The challenges are real.
"Maybe a few aren't passing as much, but we're going to get there. We're going to catch them up. This is not going to be a wall in their lives; it's going to be a speed bump and we're going to get past this," said Dr. Leonard.
“I guess the message I want to give to kids is you're not a failure. This process may not be working for you, but if you'll be persistent and persevere, we will find a way to get you caught up,” said Wright.
Round Rock ISD, where Eric Chamblee's children attended, is the second-largest school district in Central Texas. It had a 99% increase in the number of middle and high school students who failed at least one class (2,903 to 5,764).
Eric Chamblee saw his 12-year-old son, Austin, struggling at his Round Rock school and decided he needed a change.

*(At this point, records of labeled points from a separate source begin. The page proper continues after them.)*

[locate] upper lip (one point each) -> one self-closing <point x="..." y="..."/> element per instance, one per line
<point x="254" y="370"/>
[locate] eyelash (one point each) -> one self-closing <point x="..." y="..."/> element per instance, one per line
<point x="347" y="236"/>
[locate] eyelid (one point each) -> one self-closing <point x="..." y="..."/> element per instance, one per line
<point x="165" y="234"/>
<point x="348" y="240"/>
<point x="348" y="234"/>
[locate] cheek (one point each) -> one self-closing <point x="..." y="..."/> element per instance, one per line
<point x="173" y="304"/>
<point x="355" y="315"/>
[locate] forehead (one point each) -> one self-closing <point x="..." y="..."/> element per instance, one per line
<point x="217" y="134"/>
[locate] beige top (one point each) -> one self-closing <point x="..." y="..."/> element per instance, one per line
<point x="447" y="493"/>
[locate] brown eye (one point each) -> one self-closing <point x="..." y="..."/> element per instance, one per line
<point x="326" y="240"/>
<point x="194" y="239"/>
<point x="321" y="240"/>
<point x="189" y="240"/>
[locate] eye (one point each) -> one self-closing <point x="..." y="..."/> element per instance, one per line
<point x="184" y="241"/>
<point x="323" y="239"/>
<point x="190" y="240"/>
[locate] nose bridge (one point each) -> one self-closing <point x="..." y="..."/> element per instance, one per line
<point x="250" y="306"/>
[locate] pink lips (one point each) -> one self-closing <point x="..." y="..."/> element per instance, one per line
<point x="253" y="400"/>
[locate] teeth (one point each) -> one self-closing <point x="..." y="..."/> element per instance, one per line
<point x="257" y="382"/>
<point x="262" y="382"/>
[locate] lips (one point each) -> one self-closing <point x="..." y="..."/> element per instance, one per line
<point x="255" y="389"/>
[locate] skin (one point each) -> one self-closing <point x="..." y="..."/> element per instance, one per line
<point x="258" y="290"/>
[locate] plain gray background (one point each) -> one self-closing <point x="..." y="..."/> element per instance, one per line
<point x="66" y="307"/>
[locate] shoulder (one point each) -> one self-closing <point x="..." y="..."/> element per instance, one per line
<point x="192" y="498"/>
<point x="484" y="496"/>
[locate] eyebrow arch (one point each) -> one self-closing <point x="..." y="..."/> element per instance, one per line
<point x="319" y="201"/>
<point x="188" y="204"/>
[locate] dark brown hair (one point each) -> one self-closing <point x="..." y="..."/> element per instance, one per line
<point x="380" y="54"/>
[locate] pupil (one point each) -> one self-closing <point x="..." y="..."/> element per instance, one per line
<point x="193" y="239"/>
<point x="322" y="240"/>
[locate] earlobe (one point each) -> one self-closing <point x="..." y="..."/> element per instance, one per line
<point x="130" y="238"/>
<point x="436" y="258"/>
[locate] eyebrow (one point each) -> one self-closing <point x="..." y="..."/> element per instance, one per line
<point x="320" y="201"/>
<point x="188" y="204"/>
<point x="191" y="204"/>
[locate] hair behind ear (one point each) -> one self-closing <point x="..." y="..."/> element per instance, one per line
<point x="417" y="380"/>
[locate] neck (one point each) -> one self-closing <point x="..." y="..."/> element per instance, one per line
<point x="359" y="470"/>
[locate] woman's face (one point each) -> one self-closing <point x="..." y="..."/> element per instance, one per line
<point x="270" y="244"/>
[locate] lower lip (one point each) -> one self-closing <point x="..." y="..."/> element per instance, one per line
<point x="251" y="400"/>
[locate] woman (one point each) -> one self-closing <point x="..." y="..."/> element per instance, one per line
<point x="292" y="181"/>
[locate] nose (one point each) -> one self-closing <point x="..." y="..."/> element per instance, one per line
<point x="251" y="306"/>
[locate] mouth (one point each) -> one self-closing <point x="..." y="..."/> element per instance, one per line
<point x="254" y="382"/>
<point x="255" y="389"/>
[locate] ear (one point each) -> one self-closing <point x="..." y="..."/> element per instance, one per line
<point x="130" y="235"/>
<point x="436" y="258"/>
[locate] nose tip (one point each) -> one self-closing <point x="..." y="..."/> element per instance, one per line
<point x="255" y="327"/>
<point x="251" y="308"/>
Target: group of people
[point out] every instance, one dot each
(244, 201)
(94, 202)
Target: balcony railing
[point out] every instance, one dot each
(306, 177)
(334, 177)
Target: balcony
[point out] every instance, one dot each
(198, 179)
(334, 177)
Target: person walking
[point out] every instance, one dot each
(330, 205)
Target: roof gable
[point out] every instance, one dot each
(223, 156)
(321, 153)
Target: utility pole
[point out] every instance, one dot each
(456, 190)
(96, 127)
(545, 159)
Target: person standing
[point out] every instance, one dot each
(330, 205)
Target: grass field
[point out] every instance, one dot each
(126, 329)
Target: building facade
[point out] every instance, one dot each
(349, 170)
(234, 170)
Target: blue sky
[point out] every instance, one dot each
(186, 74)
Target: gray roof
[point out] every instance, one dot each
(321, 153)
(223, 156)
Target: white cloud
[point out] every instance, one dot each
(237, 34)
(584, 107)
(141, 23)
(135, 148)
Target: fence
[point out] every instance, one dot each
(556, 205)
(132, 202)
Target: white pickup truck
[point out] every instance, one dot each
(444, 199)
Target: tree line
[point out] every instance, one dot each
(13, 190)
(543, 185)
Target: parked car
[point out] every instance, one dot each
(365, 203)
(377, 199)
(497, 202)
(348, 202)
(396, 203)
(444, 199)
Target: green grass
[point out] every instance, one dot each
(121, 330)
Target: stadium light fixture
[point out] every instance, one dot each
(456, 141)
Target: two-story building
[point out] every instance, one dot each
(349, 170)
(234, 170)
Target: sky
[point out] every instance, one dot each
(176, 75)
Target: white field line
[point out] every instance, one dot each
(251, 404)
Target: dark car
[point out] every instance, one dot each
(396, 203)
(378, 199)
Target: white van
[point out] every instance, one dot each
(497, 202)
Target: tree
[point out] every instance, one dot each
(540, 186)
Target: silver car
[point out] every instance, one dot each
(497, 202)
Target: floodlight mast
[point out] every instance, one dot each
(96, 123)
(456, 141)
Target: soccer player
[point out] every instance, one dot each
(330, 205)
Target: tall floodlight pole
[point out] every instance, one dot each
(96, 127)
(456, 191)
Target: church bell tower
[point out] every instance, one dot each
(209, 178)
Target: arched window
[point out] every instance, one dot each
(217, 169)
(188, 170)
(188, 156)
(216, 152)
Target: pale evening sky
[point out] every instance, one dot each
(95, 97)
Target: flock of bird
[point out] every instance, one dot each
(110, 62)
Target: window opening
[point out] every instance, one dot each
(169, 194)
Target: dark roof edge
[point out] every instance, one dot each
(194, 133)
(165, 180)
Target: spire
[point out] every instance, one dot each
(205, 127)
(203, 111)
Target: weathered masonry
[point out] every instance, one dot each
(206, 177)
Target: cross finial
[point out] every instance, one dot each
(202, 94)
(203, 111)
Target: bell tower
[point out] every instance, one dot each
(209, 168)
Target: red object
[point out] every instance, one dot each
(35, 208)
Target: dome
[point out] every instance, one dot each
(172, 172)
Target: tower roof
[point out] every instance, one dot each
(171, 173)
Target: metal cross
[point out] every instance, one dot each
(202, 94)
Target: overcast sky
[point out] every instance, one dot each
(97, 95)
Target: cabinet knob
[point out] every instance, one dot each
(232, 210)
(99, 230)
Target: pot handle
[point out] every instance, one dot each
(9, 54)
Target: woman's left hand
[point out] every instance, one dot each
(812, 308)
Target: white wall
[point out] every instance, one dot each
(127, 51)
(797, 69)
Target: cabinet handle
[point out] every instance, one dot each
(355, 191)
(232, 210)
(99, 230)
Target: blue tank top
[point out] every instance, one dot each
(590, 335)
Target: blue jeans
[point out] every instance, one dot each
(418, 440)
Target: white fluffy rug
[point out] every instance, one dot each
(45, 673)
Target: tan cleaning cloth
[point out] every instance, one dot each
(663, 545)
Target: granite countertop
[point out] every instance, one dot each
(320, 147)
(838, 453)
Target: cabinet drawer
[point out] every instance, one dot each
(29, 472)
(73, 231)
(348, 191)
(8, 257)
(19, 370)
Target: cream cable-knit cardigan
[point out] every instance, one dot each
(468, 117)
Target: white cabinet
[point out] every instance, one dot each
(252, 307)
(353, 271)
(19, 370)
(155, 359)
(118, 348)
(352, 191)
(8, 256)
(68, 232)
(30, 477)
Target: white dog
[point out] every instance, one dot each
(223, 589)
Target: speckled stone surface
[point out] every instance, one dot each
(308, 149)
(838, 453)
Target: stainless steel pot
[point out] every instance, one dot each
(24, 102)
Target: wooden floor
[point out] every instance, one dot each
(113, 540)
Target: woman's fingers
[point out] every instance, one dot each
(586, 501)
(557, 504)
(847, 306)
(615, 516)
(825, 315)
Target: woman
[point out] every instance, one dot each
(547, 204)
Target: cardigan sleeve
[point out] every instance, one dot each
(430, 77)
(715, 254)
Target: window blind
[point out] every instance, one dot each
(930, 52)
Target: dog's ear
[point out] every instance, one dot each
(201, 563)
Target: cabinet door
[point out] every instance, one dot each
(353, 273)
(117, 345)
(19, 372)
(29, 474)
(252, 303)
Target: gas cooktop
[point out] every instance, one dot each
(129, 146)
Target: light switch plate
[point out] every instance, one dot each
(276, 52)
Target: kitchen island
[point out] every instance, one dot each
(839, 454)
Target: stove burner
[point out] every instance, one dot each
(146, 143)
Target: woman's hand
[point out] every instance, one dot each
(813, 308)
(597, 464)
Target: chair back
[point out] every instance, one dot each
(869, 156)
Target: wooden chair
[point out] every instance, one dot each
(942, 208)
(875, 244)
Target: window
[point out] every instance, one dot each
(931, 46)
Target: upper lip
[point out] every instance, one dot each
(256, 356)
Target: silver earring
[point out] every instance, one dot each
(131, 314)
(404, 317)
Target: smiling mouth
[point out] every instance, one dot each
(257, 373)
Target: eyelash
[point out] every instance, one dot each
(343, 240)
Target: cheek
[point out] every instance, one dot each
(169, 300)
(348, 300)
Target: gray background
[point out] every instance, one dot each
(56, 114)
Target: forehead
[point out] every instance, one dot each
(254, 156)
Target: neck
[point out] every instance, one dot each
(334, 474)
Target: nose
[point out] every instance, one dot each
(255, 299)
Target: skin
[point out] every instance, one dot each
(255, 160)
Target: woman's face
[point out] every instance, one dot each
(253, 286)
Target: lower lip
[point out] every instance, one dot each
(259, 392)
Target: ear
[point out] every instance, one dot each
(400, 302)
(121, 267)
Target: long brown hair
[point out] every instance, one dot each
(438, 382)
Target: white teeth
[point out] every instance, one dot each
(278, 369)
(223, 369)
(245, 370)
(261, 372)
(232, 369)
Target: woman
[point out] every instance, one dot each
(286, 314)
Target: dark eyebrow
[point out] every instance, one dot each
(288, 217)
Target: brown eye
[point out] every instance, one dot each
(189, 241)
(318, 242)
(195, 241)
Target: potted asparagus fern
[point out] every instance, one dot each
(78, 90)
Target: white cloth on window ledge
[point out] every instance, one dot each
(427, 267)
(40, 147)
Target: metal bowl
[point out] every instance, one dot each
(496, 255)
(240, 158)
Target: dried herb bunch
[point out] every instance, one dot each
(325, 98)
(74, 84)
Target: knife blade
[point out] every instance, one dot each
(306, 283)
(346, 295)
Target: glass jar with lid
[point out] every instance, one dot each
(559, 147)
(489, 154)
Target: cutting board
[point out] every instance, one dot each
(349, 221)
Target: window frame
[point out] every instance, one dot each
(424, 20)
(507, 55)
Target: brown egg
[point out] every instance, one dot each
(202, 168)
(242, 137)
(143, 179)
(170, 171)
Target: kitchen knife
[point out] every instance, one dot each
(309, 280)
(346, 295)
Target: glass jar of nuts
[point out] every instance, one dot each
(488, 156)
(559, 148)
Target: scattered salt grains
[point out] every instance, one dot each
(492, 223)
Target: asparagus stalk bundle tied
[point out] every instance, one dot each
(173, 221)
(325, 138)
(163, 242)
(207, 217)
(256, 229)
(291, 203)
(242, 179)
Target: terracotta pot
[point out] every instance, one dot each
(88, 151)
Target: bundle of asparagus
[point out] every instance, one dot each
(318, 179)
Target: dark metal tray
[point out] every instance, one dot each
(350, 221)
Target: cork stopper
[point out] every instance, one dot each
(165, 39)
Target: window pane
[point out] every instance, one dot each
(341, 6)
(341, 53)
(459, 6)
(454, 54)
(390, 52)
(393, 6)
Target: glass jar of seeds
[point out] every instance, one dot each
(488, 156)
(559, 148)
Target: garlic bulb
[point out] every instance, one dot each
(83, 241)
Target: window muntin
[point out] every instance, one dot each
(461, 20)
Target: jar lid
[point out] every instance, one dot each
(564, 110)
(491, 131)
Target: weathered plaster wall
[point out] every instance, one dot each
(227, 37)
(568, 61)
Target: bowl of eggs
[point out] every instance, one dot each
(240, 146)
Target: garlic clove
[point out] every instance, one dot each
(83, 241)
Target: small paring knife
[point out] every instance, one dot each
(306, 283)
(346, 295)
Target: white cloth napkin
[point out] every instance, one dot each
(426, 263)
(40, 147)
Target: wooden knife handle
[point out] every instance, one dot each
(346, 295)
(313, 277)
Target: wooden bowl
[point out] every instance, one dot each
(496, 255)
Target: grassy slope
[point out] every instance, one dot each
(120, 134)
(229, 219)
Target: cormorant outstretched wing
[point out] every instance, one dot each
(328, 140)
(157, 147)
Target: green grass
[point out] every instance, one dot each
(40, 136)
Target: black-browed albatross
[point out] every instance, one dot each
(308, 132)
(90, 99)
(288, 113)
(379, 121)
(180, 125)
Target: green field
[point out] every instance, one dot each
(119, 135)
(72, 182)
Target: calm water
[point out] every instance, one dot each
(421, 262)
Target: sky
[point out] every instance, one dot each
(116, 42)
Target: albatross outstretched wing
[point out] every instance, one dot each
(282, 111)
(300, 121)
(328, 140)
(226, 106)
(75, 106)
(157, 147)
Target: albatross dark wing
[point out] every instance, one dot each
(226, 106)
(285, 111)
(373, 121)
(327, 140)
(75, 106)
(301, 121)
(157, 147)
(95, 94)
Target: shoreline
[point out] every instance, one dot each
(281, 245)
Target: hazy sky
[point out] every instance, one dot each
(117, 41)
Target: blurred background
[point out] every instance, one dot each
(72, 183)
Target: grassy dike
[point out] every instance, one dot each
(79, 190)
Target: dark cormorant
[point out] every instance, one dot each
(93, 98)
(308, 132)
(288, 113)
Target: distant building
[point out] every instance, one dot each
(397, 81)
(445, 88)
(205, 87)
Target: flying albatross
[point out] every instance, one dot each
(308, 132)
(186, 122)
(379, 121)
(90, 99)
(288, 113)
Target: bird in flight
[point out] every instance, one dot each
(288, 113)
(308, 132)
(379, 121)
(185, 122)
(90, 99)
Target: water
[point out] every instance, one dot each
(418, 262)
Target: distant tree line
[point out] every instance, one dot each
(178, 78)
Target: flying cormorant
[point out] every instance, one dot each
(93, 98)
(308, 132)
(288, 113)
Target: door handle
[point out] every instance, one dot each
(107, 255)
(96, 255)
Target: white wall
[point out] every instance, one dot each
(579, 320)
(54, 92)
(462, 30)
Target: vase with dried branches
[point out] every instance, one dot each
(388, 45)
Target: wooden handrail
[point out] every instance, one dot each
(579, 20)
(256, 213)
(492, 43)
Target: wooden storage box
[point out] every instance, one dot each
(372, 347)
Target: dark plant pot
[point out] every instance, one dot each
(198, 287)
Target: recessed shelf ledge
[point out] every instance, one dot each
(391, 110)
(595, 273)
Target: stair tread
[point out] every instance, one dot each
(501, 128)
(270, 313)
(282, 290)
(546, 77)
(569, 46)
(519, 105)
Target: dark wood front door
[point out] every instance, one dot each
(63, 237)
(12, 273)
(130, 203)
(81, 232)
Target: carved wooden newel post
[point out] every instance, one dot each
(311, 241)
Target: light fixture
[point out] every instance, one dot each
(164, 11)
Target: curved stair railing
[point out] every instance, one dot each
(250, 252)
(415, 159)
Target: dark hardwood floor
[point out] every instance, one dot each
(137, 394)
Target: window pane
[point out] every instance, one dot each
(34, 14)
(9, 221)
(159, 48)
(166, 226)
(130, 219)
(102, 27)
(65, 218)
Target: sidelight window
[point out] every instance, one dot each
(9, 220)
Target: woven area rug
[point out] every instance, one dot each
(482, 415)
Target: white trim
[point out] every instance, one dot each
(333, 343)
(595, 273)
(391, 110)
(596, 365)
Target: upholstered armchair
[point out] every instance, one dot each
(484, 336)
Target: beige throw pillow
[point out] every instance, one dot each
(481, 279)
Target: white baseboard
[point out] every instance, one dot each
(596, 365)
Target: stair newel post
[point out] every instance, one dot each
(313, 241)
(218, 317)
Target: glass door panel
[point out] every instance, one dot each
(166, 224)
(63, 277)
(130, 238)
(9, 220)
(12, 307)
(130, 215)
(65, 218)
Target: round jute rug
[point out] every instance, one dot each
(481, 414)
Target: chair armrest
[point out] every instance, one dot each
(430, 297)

They enrolled him at Round Rock Christian Academy.
"He's gone from making some Bs, Cs and even Ds in public school to now shockingly making As and Bs, and you can see him come home and work," said Chamblee.
A change of schools helped seventh-grader Reese McCracken too. Her family took her out of her Dripping Springs school and enrolled her in St. Gabriel's Catholic School.
"I've been way happier. I've learned way more and my grades are better," she said.
Change is hard, but if schools and families have proven anything this year, it's that they can adapt. That may be the real goal this school year.